On the battle field many threats are currently used that implement detection and/or guidance by radar waves. These are field radars carried by a vehicle or by an infantryman, heliported radars, missile target-seekers notably having millimetric waves for so-called smart munitions. With respect to this type of detection, the signatures of modern battle tanks and all armoured reconnaissance vehicles must be reduced as much as possible.
One of the solutions that can be envisaged to reduce the likelihood of a battle tank being detected consists in using covering or chest structure materials able to substantially attenuate the reflection of the incident radar wave.
One difficulty lies in the design of a composite material having radar absorption properties in the frequency bands currently used in the battle field and which are situated at 8-18 GHz, at 35 GHz and at 94 GHz.
Composite materials able to produce such a performance are not currently known.
The aim of the present invention is to supply a structural composite material able to absorb the incident radar radiation.
The subject of the invention is thus a structural composite material able to absorb radar waves at frequencies of 18 GHz, 35 GHz and 94 GHz, wherein it comprises at least three layers of non-magnetic, dielectric material obtained by stacks of impregnated plies:
an outer layer with a low reflection index and losses having an effective dielectric permittivity of around 3, to promote the penetration of the incident radar waves,
an intermediate layer having an effective dielectric permittivity of around 5,
and an inner layer loaded with electrically conductive particles and having a substantial effective dielectric permittivity of around 15 to 20.
According to one embodiment, the impregnated plies are glass fibre or Nylon® combined with epoxy resin.
Generally speaking, the composite material can have a thickness of around 4 to 10 mm.
By way of example, the external layer has a thickness of around 1.5 to 4 mm, the intermediate layer a thickness of around 0.5 to 2.5 mm and the inner layer a thickness of around 1.5 to 3.5 mm.
According to another embodiment, the composite material has a total thickness of around 6.75 mm, the external, intermediate and inner layers having respective thicknesses of 2.75 mm, 1.5 mm and 2.5 mm.
Generally speaking, the electrically conductive particles are carbon granules having a diameter of less than 0.1 mm with a proportion in mass of less than 10%.
The invention also relates to the use of this material in the manufacture of walls for armoured vehicles having mechanical strength able to withstand pressure of around 1 tonne per cm2 and providing attenuation of the radar waves of more than 10 dB.
By way of a variant, such a composite material can also be used to manufacture utility or protection chests for armoured vehicles.
The composite material according to the invention has the advantage of replacing all the composites used on armoured vehicles in those places where there is a need to reduce radar reflectivity.
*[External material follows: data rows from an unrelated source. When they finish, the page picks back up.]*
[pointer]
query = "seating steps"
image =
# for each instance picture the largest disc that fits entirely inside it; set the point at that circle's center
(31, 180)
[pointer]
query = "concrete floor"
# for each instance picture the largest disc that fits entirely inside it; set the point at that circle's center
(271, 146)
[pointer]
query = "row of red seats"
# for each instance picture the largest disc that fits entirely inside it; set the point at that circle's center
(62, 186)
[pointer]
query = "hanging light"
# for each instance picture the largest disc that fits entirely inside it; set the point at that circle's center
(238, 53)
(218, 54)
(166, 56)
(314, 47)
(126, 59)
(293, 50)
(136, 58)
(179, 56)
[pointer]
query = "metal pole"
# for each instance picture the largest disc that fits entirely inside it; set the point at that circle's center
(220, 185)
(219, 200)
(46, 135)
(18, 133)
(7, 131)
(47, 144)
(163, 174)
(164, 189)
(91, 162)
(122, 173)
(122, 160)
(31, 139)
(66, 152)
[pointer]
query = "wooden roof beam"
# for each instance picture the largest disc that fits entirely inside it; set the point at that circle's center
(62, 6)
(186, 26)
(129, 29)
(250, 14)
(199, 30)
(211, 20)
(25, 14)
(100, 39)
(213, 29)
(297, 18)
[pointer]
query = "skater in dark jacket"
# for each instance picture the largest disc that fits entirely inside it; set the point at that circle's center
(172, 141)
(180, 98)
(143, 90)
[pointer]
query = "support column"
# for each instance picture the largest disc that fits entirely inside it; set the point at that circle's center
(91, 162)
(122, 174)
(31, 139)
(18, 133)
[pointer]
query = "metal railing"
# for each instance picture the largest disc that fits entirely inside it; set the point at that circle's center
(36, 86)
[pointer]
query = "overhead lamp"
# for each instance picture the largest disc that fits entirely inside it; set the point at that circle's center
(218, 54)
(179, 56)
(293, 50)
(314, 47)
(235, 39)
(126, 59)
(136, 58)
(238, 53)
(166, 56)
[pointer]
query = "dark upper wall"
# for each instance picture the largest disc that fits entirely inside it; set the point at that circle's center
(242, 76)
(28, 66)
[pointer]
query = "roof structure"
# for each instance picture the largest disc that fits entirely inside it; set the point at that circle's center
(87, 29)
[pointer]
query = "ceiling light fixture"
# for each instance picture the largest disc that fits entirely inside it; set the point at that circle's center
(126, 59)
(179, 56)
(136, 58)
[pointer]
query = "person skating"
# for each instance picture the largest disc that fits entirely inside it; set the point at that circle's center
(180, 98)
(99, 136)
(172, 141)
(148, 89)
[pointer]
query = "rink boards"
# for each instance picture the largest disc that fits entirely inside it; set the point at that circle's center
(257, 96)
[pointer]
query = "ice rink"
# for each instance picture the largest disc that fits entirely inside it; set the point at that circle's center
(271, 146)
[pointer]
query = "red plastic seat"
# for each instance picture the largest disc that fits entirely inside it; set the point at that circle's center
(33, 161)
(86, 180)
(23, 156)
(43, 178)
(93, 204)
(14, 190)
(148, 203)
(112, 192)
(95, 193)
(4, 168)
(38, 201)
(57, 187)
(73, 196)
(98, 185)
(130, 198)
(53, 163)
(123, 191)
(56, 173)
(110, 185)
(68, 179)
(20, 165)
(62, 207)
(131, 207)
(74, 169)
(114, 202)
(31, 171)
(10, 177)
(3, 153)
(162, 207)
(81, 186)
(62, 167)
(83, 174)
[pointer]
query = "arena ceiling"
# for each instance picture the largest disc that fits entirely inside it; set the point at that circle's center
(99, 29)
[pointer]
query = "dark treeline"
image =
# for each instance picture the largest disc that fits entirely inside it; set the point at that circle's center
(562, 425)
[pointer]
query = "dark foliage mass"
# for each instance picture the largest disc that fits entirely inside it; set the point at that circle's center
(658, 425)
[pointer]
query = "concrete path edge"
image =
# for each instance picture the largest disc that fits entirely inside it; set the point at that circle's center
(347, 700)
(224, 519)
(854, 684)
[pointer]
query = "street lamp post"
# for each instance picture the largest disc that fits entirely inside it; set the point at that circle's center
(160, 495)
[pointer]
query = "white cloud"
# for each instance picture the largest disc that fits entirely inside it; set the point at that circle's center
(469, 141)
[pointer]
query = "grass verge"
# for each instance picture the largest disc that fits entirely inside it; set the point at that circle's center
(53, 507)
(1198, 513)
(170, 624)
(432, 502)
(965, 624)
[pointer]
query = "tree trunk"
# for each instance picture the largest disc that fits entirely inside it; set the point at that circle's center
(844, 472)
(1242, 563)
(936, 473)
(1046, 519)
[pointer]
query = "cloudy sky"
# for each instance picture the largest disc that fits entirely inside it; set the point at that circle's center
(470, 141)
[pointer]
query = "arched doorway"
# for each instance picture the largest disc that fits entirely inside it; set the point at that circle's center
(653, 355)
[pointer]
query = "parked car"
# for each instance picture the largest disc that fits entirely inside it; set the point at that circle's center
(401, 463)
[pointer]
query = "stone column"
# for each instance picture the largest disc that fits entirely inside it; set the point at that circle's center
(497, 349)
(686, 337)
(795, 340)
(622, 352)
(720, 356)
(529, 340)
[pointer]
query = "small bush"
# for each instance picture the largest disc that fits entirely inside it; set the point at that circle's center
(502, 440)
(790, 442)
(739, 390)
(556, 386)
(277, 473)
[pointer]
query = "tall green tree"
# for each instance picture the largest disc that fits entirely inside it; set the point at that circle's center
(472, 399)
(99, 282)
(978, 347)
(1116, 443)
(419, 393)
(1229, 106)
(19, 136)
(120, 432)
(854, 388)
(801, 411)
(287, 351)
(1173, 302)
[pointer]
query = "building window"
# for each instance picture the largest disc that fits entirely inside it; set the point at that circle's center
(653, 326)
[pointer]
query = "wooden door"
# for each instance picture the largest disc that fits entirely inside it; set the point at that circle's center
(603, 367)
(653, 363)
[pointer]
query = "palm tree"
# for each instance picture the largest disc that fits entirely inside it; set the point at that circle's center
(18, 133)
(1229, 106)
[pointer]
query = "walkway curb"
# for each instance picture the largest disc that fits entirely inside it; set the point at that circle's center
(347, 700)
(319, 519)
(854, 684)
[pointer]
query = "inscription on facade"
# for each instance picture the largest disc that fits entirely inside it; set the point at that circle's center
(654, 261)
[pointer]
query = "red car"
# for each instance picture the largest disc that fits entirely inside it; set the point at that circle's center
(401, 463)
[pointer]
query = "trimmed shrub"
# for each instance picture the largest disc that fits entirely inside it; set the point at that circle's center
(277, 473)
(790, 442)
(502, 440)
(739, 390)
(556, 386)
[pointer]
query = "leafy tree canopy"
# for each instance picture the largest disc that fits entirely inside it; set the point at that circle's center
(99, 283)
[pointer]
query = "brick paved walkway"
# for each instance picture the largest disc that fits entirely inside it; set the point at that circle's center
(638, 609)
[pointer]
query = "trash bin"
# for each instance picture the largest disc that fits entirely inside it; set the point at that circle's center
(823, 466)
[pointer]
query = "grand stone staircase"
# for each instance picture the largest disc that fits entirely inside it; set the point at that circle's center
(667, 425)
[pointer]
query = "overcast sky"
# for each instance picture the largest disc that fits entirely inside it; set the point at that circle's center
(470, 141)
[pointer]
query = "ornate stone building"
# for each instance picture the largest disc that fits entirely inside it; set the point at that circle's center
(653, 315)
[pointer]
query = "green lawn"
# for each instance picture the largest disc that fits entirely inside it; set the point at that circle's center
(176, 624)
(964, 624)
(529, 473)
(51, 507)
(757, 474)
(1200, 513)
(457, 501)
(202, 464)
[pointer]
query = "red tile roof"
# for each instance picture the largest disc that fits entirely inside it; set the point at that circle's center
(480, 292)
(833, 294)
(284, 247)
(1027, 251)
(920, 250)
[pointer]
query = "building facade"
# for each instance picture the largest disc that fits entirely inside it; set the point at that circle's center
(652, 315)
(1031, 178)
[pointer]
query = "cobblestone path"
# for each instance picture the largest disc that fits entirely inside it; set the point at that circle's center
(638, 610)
In addition to its radar absorption performances, it possesses all the properties of mechanical strength of the usual composites implemented on armoured vehicles.
Thus, the material according to the invention can notably be used to manufacture the on-board chests, the double roof and all the composite double walls intended for heat insulation and the evacuation of the heat flow, for example to the rear near to the exhaust.
Lastly, the composite material according to the invention is obtained without modifying the current manufacturing process of existing structural composites.
Other characteristics, particulars and advantages of the invention will become apparent after reading the following additional description of an embodiment of the invention given by way of example in relation to the drawings in which:
FIG. 1 is a section view showing the arrangement of the layers of composite material according to the invention, and
FIGS. 2 to 4 are curves illustrating the radar wave attenuation performances of this composite material in the three aforementioned frequency bands.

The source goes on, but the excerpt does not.